For the FIC index experiment, a combination of two different antimicrobials (e.g., A and B) was determined, and then the combination of three was determined. On the basis of the MIC value of each antimicrobial compound against a specific strain, a 2-fold serial dilution of compound A was made horizontally in broth medium in a 96-well microtiter plate, starting at a concentration of 32 times the MIC. For compound B, a similar serial dilution was prepared vertically starting at eight times the MIC, and 50 μL of compound B was transferred to the original microplate containing a solution of compound A. Bacterial strain was added as described in the MIC assay, and plates were incubated under acquired conditions. The FIC index was calculated by the following equation: FIC = FIC A + FIC B = (A/MICA) + (B/MICB). A is the minimum concentration of antimicrobial A used in combination with another to achieve the antimicrobial effect, and MICA is the MIC of compound A alone against target strain.
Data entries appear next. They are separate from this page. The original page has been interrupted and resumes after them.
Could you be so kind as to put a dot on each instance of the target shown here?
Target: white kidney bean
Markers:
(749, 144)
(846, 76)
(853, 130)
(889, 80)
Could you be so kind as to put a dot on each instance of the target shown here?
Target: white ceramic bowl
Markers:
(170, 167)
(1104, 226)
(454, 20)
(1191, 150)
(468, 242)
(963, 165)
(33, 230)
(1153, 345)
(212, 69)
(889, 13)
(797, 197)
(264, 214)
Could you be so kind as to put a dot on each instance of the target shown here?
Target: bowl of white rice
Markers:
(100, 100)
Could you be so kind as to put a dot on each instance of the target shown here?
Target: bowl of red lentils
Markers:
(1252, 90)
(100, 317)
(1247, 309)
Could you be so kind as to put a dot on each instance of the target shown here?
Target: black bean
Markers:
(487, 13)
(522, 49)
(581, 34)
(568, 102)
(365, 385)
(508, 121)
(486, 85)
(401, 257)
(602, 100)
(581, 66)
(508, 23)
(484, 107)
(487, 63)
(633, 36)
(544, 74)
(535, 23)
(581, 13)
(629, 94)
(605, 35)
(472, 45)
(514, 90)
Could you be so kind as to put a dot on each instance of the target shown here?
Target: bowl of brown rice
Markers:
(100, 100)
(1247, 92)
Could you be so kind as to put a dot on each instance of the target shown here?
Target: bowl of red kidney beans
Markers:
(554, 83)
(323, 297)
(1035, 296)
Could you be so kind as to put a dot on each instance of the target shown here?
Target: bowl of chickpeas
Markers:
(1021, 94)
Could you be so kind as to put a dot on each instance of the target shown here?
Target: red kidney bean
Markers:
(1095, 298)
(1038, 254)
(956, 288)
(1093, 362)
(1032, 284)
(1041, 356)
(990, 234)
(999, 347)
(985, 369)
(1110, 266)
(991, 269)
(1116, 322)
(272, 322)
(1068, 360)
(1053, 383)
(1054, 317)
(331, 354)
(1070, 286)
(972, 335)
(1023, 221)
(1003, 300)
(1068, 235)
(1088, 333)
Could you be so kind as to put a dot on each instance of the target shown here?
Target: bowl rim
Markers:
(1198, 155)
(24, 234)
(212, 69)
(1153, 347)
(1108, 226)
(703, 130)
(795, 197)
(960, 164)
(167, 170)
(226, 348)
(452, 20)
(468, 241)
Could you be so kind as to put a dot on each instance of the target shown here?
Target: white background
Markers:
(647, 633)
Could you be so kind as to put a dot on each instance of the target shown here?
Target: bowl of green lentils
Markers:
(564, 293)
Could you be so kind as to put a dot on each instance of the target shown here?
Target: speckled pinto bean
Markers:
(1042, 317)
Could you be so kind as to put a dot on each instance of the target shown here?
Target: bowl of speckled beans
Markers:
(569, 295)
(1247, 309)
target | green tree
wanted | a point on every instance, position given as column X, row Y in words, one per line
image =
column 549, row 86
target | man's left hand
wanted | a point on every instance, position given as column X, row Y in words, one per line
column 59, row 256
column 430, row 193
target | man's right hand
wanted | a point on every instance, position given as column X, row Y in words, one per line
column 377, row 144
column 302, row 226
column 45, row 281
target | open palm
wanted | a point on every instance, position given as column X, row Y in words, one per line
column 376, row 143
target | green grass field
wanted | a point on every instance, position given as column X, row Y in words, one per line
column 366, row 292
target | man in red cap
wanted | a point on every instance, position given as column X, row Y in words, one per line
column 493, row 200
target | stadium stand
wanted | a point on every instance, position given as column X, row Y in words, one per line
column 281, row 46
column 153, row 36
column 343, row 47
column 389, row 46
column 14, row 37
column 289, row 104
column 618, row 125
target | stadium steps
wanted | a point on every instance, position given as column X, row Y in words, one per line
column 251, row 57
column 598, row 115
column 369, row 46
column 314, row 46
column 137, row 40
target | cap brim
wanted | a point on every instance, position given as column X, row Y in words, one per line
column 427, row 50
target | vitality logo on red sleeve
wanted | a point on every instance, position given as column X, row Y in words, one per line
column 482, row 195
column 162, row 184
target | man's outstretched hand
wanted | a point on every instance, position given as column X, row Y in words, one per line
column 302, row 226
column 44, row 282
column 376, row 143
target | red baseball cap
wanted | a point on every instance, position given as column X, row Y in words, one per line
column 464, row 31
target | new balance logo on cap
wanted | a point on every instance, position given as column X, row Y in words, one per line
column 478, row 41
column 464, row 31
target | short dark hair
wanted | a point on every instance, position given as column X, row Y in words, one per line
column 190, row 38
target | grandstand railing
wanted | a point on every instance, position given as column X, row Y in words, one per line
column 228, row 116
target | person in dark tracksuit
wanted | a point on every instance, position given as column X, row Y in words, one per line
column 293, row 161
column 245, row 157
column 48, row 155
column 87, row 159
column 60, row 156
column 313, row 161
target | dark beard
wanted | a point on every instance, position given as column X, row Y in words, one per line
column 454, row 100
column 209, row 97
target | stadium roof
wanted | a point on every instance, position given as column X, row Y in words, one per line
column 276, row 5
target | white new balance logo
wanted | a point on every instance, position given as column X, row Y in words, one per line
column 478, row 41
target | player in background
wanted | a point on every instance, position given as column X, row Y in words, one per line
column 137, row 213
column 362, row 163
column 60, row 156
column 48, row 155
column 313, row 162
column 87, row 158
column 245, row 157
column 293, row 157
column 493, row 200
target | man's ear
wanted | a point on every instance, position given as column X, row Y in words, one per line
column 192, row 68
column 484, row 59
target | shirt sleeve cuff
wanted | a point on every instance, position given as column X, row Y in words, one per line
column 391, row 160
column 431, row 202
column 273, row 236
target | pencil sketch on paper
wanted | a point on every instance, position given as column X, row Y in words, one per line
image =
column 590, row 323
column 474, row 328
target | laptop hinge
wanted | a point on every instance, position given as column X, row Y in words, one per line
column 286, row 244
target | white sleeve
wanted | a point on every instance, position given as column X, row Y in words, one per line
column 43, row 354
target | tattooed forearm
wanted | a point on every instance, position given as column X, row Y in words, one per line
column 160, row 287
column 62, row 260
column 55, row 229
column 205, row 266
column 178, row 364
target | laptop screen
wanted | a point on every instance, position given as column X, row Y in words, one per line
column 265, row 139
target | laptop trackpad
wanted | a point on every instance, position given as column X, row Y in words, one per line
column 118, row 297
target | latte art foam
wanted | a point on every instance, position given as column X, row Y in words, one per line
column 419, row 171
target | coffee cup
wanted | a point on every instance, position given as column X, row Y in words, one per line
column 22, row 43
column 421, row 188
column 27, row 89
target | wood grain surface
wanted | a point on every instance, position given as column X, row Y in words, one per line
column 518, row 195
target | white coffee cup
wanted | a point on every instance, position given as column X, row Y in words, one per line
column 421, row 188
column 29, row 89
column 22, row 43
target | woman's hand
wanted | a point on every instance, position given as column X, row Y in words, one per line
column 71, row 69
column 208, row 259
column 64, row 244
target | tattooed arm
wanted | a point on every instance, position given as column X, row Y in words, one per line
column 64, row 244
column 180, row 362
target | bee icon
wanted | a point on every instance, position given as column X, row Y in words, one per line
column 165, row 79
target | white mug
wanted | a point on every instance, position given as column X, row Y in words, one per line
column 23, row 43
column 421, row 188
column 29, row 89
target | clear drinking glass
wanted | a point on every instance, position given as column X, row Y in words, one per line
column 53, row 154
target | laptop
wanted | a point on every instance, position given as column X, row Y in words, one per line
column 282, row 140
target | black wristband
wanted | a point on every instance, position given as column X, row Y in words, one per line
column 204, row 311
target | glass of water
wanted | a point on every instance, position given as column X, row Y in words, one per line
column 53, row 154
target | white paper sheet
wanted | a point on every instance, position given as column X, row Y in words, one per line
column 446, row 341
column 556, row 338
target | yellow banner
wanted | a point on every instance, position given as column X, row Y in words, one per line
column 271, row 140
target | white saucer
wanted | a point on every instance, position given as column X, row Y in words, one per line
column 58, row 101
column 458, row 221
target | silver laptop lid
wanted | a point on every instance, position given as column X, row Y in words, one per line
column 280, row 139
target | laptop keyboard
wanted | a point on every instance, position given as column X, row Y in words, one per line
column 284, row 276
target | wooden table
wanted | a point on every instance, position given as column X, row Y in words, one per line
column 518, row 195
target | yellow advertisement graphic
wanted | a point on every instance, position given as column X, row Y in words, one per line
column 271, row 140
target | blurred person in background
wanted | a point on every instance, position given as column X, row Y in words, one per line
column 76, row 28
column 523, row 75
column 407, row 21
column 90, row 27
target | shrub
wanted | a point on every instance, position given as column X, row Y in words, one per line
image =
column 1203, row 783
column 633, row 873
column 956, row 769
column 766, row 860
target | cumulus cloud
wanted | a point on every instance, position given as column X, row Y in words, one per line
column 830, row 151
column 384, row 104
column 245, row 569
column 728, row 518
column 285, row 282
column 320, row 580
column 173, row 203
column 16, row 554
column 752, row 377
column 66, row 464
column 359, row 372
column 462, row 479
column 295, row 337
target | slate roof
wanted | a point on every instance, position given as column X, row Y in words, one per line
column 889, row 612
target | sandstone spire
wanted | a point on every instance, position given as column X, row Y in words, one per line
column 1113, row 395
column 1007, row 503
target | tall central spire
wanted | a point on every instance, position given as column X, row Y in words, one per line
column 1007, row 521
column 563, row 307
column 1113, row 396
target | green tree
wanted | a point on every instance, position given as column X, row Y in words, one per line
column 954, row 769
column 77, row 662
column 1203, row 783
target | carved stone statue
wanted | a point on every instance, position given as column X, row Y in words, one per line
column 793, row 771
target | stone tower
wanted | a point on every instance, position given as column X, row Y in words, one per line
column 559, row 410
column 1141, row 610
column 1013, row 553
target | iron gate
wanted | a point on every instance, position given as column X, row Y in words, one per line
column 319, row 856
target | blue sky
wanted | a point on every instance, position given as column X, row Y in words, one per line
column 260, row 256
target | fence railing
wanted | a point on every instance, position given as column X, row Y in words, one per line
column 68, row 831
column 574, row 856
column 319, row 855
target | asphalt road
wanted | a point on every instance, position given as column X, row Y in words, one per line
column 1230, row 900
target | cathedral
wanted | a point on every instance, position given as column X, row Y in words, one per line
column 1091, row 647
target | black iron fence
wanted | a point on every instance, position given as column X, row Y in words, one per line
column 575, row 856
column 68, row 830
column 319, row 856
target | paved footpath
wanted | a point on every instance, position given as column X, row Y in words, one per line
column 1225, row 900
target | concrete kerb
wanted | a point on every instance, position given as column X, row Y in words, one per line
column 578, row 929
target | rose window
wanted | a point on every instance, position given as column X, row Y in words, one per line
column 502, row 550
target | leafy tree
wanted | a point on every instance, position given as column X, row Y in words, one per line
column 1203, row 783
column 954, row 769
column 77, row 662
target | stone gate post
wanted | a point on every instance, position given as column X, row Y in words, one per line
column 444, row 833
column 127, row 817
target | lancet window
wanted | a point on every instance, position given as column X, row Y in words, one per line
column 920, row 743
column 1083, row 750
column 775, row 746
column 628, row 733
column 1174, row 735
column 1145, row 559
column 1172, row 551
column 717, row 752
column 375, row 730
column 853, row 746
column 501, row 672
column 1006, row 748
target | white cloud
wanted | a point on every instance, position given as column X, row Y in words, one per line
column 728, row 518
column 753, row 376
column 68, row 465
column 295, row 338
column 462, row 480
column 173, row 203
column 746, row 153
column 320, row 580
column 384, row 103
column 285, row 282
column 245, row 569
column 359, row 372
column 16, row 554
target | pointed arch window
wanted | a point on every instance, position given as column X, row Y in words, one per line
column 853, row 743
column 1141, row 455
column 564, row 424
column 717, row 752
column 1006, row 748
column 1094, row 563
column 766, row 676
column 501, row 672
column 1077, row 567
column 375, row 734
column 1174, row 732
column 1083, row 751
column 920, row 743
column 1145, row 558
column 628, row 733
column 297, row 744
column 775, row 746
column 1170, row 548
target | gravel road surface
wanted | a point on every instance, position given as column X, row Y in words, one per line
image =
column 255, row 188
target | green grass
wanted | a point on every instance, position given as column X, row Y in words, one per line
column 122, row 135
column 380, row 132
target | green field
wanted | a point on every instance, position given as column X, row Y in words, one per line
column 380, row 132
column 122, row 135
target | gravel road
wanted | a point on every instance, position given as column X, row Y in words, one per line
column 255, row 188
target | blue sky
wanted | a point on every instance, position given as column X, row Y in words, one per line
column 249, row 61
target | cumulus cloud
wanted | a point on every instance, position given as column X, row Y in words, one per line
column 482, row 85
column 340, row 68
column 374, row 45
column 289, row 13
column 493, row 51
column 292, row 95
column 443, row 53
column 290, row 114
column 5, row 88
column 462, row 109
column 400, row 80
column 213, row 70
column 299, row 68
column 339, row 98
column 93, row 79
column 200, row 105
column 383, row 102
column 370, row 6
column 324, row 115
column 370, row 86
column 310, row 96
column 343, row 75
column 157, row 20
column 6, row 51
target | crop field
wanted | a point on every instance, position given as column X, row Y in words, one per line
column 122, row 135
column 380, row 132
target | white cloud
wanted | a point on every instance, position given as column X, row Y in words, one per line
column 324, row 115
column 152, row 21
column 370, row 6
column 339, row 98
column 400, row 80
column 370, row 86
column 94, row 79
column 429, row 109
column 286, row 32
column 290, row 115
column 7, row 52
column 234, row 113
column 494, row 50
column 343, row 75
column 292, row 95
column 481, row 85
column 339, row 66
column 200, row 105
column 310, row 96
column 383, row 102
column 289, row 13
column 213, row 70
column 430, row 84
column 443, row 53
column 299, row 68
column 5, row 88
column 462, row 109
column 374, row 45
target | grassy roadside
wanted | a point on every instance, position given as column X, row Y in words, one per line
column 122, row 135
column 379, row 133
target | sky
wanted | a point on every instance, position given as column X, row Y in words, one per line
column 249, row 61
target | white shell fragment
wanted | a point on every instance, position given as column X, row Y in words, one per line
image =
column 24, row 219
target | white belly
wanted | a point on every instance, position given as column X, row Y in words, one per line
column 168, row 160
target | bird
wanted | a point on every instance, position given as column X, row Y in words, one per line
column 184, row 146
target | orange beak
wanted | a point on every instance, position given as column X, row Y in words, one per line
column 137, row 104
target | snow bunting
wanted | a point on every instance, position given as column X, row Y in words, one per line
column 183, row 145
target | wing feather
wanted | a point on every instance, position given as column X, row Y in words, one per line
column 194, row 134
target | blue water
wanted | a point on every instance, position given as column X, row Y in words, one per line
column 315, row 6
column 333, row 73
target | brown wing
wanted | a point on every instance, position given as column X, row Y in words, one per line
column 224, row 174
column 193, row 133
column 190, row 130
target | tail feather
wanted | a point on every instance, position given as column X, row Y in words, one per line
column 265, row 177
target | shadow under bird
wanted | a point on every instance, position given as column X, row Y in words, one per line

FIC index data were interpreted as follows: FIC ≤ 0.5 is synergy, 0.5 < FIC ≤ 0.75 is partially synergy, 0.75 < FIC ≤ 1 is additive, and FIC > 1 is indifferent and FIC > 4 is antagonistic. All compounds were initially analyzed in two combinations. Depending on their FIC concentrations, three combinations were analyzed where A and B were considered in a mixture as one compound, and their FIC concentration was considered their new MICs together. They were analyzed with compound C as three combinations.

Statistical analysis.

All the experiments were carried in triplicate, and data were analyzed using a data analysis tool in Excel 365 (Microsoft, WA, USA). Statistical analyses were performed by on-way analysis of variance (ANOVA) with Tukey’s t test using GraphPad Prism 8 (GraphPad Software, San Diego, CA, USA). Also, growth curves were fitted using GraphPad Prism 8.